A disfonia ocorre quando existe um motivo fisiológico que modifica as propriedades das cordas vocais. Isto pode ser secundário a alteração do tônus muscular (neurológico), comprometimento do fechamento e mobilidade das cordas vocais (paresia), aumento de volume (por exemplo, tumor, pólipo, cisto), alterações vibratórias da mucosa (por exemplo, cicatriz, inflamação, edema) ou alguma combinação.
Rouquidão como sintoma |
A rouquidão, seja transitória ou prolongada, é uma queixa comum que afeta um terço dos adultos alguma vez em sua vida.
Infelizmente, apenas uma minoria das pessoas afetadas procura tratamento pois acredita-se que o problema será resolvido, ou porque não tem conhecimento da existência de um tratamento, ou porque os médicos não perguntam sobre alterações vocais perceptíveis.
Embora a maioria dos casos seja causada por uma patologia benigna, até 3% podem ser causados por tumores malignos e até 8% por distúrbios neurológicos.
Por outro lado, lesões benignas das cordas vocais, como cistos, pólipos e nódulos, são tratáveis e responsáveis por 10% a 30% das queixas.

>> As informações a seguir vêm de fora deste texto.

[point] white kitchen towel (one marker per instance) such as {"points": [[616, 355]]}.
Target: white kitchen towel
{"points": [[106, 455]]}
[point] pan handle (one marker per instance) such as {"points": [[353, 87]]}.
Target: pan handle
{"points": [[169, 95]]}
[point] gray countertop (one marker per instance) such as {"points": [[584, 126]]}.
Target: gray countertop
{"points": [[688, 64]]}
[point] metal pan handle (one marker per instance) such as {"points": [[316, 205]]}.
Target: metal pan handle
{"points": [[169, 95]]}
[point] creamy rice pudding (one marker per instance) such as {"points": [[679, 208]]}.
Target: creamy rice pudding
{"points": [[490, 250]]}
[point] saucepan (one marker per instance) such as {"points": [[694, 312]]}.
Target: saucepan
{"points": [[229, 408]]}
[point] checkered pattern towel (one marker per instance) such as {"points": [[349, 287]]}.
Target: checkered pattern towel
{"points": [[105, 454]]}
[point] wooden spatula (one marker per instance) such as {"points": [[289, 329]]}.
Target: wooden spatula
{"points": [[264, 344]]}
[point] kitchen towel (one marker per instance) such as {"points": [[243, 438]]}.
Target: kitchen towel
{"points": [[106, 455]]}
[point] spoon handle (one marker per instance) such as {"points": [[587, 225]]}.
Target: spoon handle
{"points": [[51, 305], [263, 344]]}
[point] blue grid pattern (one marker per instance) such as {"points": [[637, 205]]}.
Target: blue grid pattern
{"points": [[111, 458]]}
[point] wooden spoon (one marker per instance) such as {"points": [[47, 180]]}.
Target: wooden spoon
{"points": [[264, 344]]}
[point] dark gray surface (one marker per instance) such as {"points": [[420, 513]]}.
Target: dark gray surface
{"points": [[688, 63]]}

Portanto, a causa da rouquidão não pode ser determinada sem um estudo adequado e o tratamento definitivo não pode ser estabelecido até que o diagnóstico seja confirmado e é muito importante que os médicos tenham orientações para manejar, tratar e encaminhar esses pacientes.
Avaliação |
O paciente pode ser encaminhado ao otorrinolaringologista que pode realizar laringoscopia flexível no consultório para visualizar diretamente a laringe, o que pode auxiliar no diagnóstico e orientar o tratamento.

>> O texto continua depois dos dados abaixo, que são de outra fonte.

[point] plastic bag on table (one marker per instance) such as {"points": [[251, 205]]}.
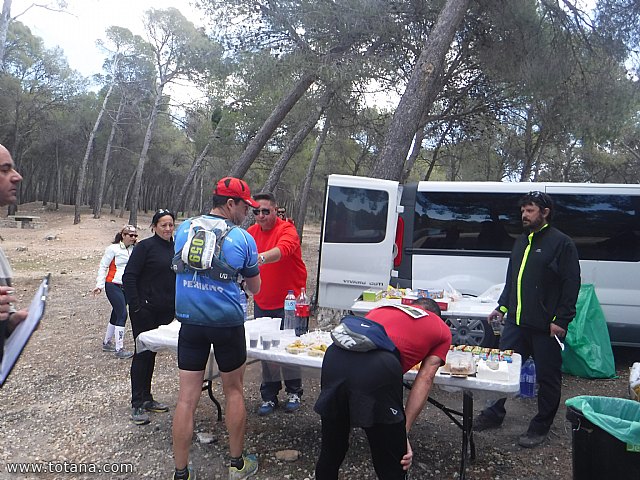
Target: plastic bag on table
{"points": [[634, 382], [587, 350], [452, 293]]}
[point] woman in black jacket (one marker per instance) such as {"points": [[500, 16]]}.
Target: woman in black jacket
{"points": [[149, 287]]}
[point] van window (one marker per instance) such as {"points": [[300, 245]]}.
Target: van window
{"points": [[356, 215], [466, 221], [603, 227]]}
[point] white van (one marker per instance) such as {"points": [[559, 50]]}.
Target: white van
{"points": [[378, 232]]}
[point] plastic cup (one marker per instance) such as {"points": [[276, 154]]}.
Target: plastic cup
{"points": [[266, 340], [496, 325], [254, 336], [275, 340]]}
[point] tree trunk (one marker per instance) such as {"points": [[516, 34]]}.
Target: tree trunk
{"points": [[415, 151], [135, 195], [4, 27], [306, 186], [87, 153], [296, 141], [414, 101], [250, 153], [97, 210], [124, 198], [194, 168]]}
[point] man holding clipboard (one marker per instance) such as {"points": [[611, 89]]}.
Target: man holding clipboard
{"points": [[9, 316]]}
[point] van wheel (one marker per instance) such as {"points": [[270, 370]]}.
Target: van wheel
{"points": [[471, 331]]}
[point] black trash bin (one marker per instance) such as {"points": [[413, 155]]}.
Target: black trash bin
{"points": [[596, 453]]}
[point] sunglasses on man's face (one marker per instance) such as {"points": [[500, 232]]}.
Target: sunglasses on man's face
{"points": [[539, 197], [264, 211]]}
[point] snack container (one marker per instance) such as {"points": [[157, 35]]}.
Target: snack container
{"points": [[372, 295], [409, 299], [435, 293], [461, 363]]}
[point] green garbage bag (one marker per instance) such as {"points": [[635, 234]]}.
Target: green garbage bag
{"points": [[587, 350], [616, 416]]}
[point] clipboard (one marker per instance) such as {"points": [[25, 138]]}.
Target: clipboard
{"points": [[15, 344]]}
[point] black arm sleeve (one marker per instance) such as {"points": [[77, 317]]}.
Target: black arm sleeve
{"points": [[132, 273]]}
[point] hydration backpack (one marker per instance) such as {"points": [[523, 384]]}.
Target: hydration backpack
{"points": [[202, 252]]}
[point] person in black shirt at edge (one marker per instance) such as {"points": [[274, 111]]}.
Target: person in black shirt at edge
{"points": [[9, 316], [149, 287], [538, 302]]}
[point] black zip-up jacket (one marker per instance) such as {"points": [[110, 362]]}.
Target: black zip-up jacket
{"points": [[149, 281], [543, 280]]}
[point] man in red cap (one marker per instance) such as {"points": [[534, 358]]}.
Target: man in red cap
{"points": [[209, 308]]}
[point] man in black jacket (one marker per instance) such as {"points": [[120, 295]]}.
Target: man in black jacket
{"points": [[537, 304], [9, 317]]}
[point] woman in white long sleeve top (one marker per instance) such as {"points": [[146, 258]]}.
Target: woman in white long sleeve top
{"points": [[109, 279]]}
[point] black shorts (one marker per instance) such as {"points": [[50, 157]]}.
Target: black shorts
{"points": [[363, 388], [195, 341]]}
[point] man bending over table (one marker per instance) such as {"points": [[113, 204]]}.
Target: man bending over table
{"points": [[365, 389]]}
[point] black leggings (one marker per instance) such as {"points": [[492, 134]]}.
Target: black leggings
{"points": [[388, 444]]}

A laringoscopia é um procedimento de rotina realizado com o paciente sentado e acordado, sem qualquer sedação. Uma câmera pequena e flexível é passada através da cavidade nasal e avançada através da nasofaringe até que o complexo laríngeo seja visto de cima. É bem tolerado por adultos e pela maioria das crianças e permite aos médicos a observação direta da base da língua, hipofaringe e laringe.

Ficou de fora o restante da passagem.